Zudem müsse der Ausbau der erneuerbaren Energien massiv beschleunigt werden. Zur Einhaltung des „Gigawatt-Paktes“, der mehr als die Verdopplung der erneuerbaren Kapazitäten im Rheinischen Revier bis 2028 vorsieht, müssten rechnerisch knapp zwei Windkraftanlagen pro Woche in Betrieb genommen werden. Das wären rund 104 Anlagen im Jahr. Laut Landesverband Erneuerbare Energien wurden im Jahr 2021 in ganz NRW lediglich 83 neue Windkraftanlagen in Betrieb genommen. Deshalb müssten Planungs- und Genehmigungsprozesse verkürzt und zügig Flächen für erneuerbare Energien festgelegt werden, erklärte der Experte. Sonst seien die Ausbauziele nicht zu schaffen.

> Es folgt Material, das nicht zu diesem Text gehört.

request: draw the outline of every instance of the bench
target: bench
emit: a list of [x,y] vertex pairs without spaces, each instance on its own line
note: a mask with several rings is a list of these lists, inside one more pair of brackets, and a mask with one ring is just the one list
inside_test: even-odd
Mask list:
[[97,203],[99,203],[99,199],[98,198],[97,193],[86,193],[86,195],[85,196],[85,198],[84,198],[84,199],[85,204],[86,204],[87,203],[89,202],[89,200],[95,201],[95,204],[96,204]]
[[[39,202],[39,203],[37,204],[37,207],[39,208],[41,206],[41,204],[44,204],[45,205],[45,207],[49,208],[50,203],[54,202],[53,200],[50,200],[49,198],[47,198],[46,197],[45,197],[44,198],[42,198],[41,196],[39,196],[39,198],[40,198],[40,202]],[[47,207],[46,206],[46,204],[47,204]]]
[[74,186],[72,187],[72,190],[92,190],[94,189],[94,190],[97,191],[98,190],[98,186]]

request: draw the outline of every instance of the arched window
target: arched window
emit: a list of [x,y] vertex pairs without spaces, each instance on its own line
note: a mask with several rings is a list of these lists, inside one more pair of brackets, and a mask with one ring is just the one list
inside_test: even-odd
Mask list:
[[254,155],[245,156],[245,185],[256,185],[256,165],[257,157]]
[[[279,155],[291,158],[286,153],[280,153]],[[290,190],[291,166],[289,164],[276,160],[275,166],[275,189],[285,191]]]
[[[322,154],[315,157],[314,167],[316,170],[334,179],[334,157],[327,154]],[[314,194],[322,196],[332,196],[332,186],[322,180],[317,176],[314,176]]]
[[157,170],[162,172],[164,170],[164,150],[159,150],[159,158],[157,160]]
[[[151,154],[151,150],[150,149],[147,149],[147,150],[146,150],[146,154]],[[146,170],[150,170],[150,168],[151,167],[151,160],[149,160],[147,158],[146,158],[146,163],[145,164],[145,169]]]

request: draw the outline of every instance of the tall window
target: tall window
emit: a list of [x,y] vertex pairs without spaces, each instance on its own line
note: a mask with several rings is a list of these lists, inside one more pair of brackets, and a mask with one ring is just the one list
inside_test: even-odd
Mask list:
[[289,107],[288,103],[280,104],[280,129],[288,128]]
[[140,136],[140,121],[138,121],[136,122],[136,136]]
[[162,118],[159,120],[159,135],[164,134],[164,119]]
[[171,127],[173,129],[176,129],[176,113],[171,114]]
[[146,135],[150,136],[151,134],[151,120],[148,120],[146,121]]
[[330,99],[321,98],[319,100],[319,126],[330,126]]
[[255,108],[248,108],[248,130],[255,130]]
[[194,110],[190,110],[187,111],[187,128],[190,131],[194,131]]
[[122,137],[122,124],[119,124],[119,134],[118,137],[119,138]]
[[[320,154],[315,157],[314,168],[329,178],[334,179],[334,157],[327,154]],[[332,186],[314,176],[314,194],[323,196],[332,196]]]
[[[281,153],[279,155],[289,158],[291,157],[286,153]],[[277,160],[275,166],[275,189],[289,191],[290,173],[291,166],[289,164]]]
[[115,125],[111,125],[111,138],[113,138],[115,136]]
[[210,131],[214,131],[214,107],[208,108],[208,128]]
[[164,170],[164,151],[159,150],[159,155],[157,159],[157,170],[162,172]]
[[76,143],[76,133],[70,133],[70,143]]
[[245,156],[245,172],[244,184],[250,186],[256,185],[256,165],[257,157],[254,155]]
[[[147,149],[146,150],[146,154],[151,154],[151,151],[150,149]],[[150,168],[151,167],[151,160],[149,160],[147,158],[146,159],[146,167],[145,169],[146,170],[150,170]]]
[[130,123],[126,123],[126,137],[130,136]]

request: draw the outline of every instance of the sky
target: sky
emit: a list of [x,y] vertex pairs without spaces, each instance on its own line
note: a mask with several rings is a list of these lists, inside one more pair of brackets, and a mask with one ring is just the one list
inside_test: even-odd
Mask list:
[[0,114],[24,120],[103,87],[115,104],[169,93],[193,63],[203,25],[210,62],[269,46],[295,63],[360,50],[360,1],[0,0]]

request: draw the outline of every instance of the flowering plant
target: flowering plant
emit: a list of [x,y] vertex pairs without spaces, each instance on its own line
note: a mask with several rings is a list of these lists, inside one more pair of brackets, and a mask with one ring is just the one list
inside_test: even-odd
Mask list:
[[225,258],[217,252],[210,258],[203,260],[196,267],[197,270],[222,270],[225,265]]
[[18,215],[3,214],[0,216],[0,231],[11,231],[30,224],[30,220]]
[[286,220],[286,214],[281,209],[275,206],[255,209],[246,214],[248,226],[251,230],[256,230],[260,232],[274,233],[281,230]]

Angesichts der aktuellen Lage gewinne auch der Einstieg in die Wasserstoffwirtschaft an Bedeutung. Bleiben die Erdgaspreise nachhaltig hoch, müssten bereits ab dem Jahr 2035 zur Vorhaltung einer gesicherten Leistung im Rheinischen Revier erste wasserstoffbetriebene Kraftwerke in Betrieb genommen werden. Beim Strom seien Unternehmen aus Industrie und Gewerbe schon jetzt vermehrt von Netzrückwirkungen betroffen, berichtete Vetten. Vor allem bei einer „Dunkelflaute“, also in Zeiträumen, in denen die Sonne nicht scheint und gleichzeitig weitgehend Windstille herrscht, sorge die derzeit noch nicht ausreichende gesicherte Leistung von Photovoltaik- und Windenergie für Probleme im Netzverbund. Zusätzlich werde es immer herausfordernder, die notwendige Spannung und Frequenz im Netz aufrecht zu erhalten. Denn auch dazu tragen unter anderem die Braunkohlekraftwerke im Rheinischen Revier maßgeblich bei. Diese „Systemdienstleistungen” der Kraftwerke zu ersetzen, benötige ebenfalls Zeit. 

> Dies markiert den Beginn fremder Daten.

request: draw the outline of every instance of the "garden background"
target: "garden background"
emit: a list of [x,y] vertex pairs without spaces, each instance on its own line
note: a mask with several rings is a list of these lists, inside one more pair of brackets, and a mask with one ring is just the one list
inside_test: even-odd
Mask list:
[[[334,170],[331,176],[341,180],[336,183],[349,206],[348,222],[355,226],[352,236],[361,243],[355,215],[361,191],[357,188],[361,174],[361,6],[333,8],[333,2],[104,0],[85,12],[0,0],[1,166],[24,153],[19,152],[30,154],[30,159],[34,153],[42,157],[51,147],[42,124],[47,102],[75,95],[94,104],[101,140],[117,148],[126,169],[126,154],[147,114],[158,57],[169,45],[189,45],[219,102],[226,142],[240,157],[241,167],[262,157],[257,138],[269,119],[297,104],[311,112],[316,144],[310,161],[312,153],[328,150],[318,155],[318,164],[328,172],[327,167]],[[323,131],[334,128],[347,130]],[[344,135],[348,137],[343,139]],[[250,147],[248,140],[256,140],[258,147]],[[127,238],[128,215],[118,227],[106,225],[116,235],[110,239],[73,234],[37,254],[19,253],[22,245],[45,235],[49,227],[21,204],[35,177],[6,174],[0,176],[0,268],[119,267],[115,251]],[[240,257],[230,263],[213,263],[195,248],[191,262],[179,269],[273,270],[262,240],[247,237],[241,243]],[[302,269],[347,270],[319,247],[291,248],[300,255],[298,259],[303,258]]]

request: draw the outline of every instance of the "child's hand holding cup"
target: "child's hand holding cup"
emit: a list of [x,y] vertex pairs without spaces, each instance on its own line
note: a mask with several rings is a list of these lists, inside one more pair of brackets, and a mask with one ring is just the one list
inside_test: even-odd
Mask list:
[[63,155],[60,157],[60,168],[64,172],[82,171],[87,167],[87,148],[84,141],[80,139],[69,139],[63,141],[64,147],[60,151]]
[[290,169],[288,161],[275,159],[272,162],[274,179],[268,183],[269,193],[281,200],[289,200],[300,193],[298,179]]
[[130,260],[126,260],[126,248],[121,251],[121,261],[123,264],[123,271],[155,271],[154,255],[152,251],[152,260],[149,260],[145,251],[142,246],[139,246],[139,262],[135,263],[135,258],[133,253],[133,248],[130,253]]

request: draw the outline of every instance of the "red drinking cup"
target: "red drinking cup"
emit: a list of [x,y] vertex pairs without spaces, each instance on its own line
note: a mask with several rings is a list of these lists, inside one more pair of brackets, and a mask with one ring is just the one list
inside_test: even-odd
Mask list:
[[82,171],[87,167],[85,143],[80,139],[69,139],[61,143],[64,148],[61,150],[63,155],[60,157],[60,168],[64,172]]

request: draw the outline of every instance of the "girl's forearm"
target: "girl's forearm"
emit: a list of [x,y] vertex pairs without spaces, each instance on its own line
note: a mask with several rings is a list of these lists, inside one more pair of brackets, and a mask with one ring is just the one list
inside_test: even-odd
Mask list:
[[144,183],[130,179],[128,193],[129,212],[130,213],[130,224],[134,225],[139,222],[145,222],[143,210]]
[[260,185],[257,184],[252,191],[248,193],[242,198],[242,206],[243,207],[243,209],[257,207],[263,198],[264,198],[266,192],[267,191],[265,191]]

Bei der Transformation im Rheinischen Revier müssten deshalb nicht nur die erneuerbaren Energien massiv ausgebaut, sondern gleichzeitig müsse auch die Netzkapazität gesteigert werden. „Verlässliche Energie bildet das Fundament unserer industriellen Wertschöpfungsketten. Eine Verschlechterung der Versorgungssicherheit – selbst schon geringe Netzschwankungen – können zu erheblichen Produktionsausfällen und Anlagenschäden führen“, mahnte Vetten.

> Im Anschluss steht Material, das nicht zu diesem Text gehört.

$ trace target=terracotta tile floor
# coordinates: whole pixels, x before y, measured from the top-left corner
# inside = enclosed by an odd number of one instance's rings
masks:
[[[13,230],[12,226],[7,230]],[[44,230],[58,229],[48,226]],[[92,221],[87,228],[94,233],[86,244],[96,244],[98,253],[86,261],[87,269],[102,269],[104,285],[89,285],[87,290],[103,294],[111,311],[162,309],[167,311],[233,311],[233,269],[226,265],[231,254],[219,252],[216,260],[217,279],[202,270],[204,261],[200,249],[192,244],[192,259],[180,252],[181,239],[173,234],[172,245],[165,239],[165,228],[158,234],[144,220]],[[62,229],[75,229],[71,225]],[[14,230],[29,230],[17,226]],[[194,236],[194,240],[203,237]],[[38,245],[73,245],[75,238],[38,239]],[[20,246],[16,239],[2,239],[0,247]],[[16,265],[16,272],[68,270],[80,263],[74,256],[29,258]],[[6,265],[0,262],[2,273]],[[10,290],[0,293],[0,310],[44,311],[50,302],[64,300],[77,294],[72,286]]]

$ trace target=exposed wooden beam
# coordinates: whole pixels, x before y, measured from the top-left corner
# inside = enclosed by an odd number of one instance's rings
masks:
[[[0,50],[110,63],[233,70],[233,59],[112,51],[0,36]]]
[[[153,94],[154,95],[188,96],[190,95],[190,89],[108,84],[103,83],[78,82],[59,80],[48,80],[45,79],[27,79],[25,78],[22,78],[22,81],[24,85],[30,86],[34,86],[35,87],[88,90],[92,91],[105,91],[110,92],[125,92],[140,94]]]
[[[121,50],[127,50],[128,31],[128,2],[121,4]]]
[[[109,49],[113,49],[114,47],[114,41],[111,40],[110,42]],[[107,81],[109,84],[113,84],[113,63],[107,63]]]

Die Wirtschaft sei aufgrund des sehr hohen Preisniveaus, vor allem aber aufgrund des sinkenden Vertrauens in eine dauerhaft sichere Energieversorgung äußerst beunruhigt, berichtete der SME-Geschäftsführer. Bange Blicke richten sich auf die Pipeline Nordstream 1, durch die Russland derzeit wegen angeblicher Reparaturarbeiten nur noch 60 Prozent des Gases schickt. Viele Unternehmen aber, die auf Gas für Prozesswärme angewiesen sind, können ihre Produktionsprozesse nicht kurzfristig umstellen. Sollten sie von der Gasversorgung abgeschnitten werden, müssten sie ihre Produktion einstellen. Dabei würden manche Anlagen irreversibel geschädigt.

Für ihre Analyse hat SME Management GmbH eine Vielzahl von Studien zum Rheinischen Revier ausgewertet und rund 50 Vertreter von vornehmlich mittelständischen Unternehmen aus den Bezirken der IHK Mittlerer Niederrhein, Aachen und Köln befragt.